A unos pasos de la caravana de Manuel vive Nico, un holandés que arregla una bicicleta bajo el sol. «Es muy reservado, y como no habla el idioma...», apunta 'el alcalde'. De Nico dicen sus compañeros de explanada que no da problemas, como si hubieran aceptado su presencia mediante plebiscito. No todos son bienvenidos. Porque para algunos, los campamentos son poco menos que un infierno compartido, algo así como estar dentro de 'La comunidad', aquella película de Álex de la Iglesia en la que los vecinos estaban dispuestos a acabar unos con otros. Pero también hay quienes lo ven como un paraíso donde pasar los meses de verano en primera línea de playa, sin los sablazos de las compañías aéreas y las cadenas hoteleras. Para los adictos a este modo de vivir, las caravanas y autocaravanas suponen casi una inversión a medio plazo que permite desplazarse por ciudades y países con la casa a cuestas o asentarse, bordeando la legalidad, en parajes extraordinarios como Sacaba, llamada así, no sin guasa, porque en sus aguas termina el litoral de Málaga capital. Es una zona aún sin masificar, aunque cada vez más concurrida.

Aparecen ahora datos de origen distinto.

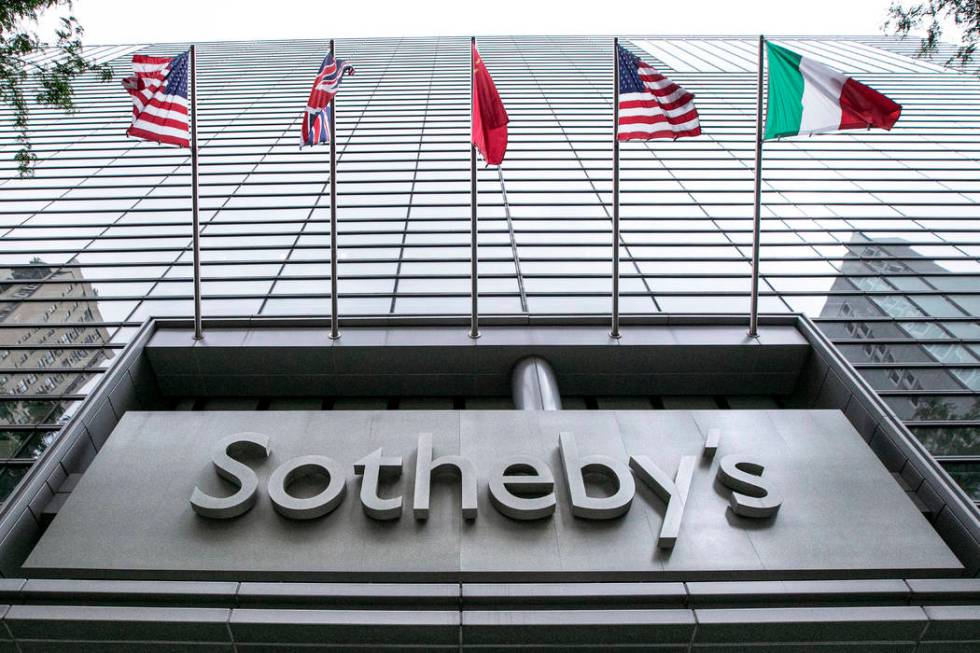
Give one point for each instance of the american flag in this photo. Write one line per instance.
(318, 108)
(650, 105)
(160, 106)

Muchos viajeros consideran que las caravanas resultan una oportunidad para alejarse de las rutas turísticas de manual, trazar itinerarios con mayor autonomía e intimidad y, parafraseando a Antonio Vega, hacer un hogar de cualquier sitio. Pero otros, como Manuel, se han visto abocados a vivir sobre ruedas como alternativa a la marginalidad, ahogados por el desempleo y el precio a menudo inasumible de los alquileres. Como ocurre fuera de este micromundo, la brecha económica salta enseguida a la vista, en este caso en función del tipo de vivienda portátil: las caravanas, mucho más baratas, necesitan ser remolcadas por un vehículo. Las autocaravanas, en cambio, cuestan decenas de miles de euros y son independientes. Pero en Sacaba, con independencia de que tengan más o menos dinero, todos guardan una historia.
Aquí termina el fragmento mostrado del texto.